Hot take: A New Hope was groundbreaking at the time (and is ordinary by today’s standards), Empire Strikes Back is all-around great, and every other Star Wars piece of media exists simply because of those two reasons.
I’d say that’s the problem with CGI. It’s never going to look better in the future, whereas practical effects almost always leaving me wondering how they managed to make something look as good as it does
Yeah, watching them all a couple of years ago I came to a similar conclusion. The first is important, if not necessarily great. The second is a classic.
After that it's mostly toy adverts and money grubbing. I like Rogue One, some of the Mandalorian and Andor. It really opens up some decent fiction once you get away from the boring Jedi. Even the games have better stories than most of the movies.

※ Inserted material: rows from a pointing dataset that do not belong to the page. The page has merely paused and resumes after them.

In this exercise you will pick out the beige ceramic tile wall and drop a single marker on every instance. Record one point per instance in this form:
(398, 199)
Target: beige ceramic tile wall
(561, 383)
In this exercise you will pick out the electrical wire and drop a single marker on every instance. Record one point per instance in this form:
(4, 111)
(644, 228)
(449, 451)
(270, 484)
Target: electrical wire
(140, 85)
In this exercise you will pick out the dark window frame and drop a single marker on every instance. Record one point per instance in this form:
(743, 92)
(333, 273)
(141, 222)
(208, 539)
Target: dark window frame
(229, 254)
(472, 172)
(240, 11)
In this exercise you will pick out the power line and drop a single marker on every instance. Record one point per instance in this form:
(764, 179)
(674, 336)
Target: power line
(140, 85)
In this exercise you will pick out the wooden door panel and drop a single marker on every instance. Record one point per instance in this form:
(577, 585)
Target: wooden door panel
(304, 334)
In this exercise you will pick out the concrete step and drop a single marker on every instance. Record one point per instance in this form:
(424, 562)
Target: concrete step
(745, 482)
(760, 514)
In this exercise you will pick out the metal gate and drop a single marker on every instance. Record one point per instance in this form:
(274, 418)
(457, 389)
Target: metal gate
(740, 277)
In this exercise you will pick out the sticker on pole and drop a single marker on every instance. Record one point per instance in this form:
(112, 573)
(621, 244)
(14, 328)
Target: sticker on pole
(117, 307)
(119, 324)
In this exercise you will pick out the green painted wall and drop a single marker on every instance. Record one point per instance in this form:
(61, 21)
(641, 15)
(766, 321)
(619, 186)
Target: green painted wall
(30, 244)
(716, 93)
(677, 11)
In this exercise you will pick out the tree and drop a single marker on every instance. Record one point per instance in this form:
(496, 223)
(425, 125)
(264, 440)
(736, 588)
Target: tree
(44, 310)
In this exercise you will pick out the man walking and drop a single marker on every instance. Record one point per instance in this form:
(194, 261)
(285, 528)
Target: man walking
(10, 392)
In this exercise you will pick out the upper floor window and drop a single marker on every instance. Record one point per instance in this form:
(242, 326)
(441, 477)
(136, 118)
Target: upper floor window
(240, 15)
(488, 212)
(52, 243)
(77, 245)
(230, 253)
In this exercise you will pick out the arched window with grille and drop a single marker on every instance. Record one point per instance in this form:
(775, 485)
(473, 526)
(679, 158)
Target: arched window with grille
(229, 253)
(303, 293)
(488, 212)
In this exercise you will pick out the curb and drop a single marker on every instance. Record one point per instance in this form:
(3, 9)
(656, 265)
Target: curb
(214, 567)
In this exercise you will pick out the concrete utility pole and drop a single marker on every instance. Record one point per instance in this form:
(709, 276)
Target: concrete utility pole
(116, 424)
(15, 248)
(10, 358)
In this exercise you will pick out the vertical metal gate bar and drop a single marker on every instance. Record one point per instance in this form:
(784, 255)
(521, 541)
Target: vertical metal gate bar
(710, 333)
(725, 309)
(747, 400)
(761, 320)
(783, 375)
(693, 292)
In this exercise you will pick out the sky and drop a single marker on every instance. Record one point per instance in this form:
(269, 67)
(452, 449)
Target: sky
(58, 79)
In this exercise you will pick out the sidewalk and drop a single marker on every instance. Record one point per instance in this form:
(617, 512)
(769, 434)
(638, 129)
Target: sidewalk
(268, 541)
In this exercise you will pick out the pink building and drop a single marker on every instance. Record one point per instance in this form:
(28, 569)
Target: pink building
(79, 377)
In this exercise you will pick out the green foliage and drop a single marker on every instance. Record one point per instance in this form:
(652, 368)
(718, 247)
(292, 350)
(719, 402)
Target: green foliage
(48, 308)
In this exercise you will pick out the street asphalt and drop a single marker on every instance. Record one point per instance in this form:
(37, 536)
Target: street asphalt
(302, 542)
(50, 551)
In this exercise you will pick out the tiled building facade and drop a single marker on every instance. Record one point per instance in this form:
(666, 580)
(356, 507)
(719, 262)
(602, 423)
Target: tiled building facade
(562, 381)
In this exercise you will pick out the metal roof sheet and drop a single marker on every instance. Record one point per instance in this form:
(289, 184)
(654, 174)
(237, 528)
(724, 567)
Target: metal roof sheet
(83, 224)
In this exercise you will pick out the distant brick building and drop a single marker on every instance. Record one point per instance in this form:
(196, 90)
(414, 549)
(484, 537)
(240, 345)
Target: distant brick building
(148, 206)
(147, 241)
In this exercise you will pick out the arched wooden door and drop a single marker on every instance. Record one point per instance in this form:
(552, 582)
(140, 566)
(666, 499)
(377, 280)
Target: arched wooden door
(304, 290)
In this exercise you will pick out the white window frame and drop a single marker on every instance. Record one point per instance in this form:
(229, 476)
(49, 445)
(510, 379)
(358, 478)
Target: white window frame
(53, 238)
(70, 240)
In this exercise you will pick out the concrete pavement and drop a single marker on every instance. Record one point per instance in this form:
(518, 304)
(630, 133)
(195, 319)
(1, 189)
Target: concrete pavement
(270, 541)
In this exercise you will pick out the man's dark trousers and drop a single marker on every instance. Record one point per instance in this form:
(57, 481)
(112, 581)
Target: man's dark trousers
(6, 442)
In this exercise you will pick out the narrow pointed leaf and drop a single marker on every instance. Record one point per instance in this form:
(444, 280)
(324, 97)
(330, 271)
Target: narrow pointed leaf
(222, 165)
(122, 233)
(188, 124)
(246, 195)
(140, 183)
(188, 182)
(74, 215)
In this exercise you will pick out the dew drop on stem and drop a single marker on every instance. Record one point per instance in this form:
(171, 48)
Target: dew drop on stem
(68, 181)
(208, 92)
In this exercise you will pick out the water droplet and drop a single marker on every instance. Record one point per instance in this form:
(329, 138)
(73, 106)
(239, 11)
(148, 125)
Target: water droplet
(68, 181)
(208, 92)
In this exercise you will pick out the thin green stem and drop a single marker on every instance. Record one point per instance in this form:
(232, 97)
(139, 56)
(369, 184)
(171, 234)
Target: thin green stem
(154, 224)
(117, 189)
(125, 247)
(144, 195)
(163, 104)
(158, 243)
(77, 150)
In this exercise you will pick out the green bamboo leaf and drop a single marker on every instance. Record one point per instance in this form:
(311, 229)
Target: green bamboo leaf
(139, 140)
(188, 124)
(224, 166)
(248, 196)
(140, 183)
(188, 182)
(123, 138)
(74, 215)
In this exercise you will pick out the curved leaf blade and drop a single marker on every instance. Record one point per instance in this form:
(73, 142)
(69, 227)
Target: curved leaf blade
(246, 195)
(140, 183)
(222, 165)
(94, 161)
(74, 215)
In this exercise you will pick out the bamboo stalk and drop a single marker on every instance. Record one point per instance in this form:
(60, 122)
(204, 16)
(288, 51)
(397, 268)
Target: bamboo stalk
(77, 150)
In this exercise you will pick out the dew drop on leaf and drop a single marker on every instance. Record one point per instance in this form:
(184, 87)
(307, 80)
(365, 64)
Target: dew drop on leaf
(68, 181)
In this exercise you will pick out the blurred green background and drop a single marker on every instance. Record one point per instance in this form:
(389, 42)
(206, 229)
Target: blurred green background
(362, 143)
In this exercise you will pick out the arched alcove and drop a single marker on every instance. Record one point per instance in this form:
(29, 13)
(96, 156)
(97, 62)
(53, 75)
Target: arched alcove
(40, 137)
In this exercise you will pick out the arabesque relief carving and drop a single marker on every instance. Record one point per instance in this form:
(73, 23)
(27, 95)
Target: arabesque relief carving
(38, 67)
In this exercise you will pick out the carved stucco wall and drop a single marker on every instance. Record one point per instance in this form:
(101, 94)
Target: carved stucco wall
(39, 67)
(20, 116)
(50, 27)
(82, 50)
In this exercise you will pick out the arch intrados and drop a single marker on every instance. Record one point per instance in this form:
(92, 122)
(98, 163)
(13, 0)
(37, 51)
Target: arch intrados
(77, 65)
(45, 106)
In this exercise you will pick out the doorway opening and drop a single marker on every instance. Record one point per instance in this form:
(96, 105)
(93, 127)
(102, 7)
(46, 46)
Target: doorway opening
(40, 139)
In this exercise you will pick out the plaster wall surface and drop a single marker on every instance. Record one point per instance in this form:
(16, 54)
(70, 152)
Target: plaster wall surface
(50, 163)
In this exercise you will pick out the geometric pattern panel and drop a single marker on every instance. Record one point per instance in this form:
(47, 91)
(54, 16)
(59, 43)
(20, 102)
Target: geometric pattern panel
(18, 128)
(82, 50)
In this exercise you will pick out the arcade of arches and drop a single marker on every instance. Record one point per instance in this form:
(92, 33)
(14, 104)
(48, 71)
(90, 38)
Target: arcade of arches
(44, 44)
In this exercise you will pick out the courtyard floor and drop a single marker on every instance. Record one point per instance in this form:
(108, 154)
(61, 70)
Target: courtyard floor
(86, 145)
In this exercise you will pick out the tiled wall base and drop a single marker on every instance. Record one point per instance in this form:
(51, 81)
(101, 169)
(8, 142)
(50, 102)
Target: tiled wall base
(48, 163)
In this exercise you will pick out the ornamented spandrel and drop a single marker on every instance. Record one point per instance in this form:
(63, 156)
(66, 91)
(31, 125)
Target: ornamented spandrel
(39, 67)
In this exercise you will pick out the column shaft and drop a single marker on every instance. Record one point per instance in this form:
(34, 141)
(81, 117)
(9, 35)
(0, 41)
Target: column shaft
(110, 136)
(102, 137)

can you elaborate on that? this is the first I'm hearing about rotj having issues, I always thought people liked the entire original triligoy more or less uniformly
Uhhh. Sure? I haven’t watched the whole video but it seems like he’s talking about episodes 7, 8, and 9. I mean to say that I think if you introduced someone to all of the core Star Wars movies today, 8/9 movies are practically nothing special. Reducing that information quite a bit, we can derive that Star Wars is 88% mediocre. Of course, time, nostalgia, and art don’t work that way so there’s obviously a whole lot more value and love in the series than “it’s only 11% good” conveys, but I just wanted to put my hot reductive take out there to be inflammatory
I have a friend that grew up reading the Wheel of Time series. He talked it up a lot. I got through the first two books and couldn't keep going. He said, "It gets really good at the end of book three. Book four is amazing. Books five, six, and seven are only okay. There's a couple more that are really good, but the last book falls flat."
And I realized that's probably how people that never watched Star Wars experience it after we recommend the movies to them. "This one specific movie is amazing, and those two are pretty okay. That one was good in its time and I like it for nostalgia. We didn't talk about how the movie series ended. Want to watch the cartoons?"
I'm reading through The Wheel of Time for the second time right now and my experience has been different. It's crazy how the tone changes from the first book to the last, and the amount of character development that occurs. I think each book is been better than the last, and each for different reasons.
I’m going to buy the last Ribeye steak so I can take a Huge steaming Dump on it and sell it back to the starving man who I bought it out from under.
Who was in the wrong here?
The man who was selling it could have done the benevolent thing and sold it to the starving man but in the end he is running a business and I offered more money.
I could have done nothing and the man would have got a fresh clean steak with no poo on it but did I do anything wrong? Technically I did buy the steak and was free to do as I please and the starving man technically didn’t have to buy It but he was starving so he did, how is that my fault?
The starving man could have paid more for the steak but he didn’t have any money but how is that any one’s fault? No blame can be placed on anyone except maybe himself depending on his circumstances.
Now in the above scenario the man who purposely chose to torment a starving man was clearly in the wrong because it was out of complete malice and spite and punching down but all he did was buy a steak and take a shit on it not illegal under any justice system.
Now I ask you who is in the wrong? The answer is us for attaching to much value to a movie that did not change the original yet we go to the trough and eat it like a starving man.
What does that have to do with my analogy? Not much but I think we can all agree that despite Disney and Lucas doing nothing technically “WRONG” we would not feel right about the above analogous scenario.